Unanswered prayers: We ask for healing, and we ask for success in our exams, or we ask for growth of our church, or we ask for success in our ministry, or the kind of things that we think, if God is God, he'd like this kind of thing—that’s the sort of thing he ought to give us. Then Luther says, actually, it's very good for us, sometimes, when God does not answer our prayers. Because, he says, "When we get what we ask for, it confirms our sense that we know what is best for us." What is it that we need most of all? What we need most of all is actually, at the end of the day, not for our church to grow, or for healing for our diseases or for success in our ministries. What we really need is God. That is the best answer to a prayer - more of God, and a deeper, stronger trust in him. When God doesn't answer your prayers, you take that as a reminder to you that he is God, you are not, and he simply calls you to trust him. If that's what happens through unanswered prayer, then God is working through exactly the experience of his absence to bring about the very thing that we need most of all: that simple, basic trust in his promise to us in Christ.

Suffering is, in some strange way, says Luther, "God's alien work." It is not something he designs. It is not something good. He's not trying to pretend that suffering is something good, and that God kind of sends it on you and afflicts you. But, he says, God takes this very thing, this very thing that is in the world because of sin, and he works through it, even though it feels nothing like it. He strips away every other motivation, every other bit of self-interest we can have in our religious activity, in our religious life, until you get to the point that the only thing you have left is God. All these experiences that tell me that God doesn't care, that I'm wasting my time, that the Gospel is uncertain, I can't really believe that. Instead, I am to simply listen to that assurance that God gives us in Scripture and in Christ, his word of love and forgiveness and assurance, and trust it.
Appearances deceive. Things are not what they appear. We actually have to have faith to see beyond appearance. Actually the way things are in the world might tell you that God doesn't exist at all, because actually the world is a pretty cruel place a lot of the time. If that's all you do, you try to read off from the nature of the world into the reality of God, well that wouldn't lead you to God at all; it'd lead you away from him. You have to see beyond the appearance of things to the way things are presented to us in the Word of God. The Word of God is a much better, more reliable guide to the nature of reality, than appearance, than nature.

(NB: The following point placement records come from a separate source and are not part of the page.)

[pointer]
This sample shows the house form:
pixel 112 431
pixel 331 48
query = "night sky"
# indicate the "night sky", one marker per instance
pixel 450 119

Luther offers here, I think, a very different model for the use of power. For him, power in God’s economy is exercised best by those who have experienced their own radical powerlessness; their powerlessness before God and their powerlessness before other people. Again, it's this deconstruction and reconstruction thing. If power is exercised by those who've not really experienced that deconstruction and reconstruction at all, then it can very easily become an abusive and harsh thing. It's only those who have learned that they, in themselves, have nothing to offer God, and they are simply the recipients of God's grace and God's gifts—those are the best people to handle power, because they know that they are servants of God and servants of others.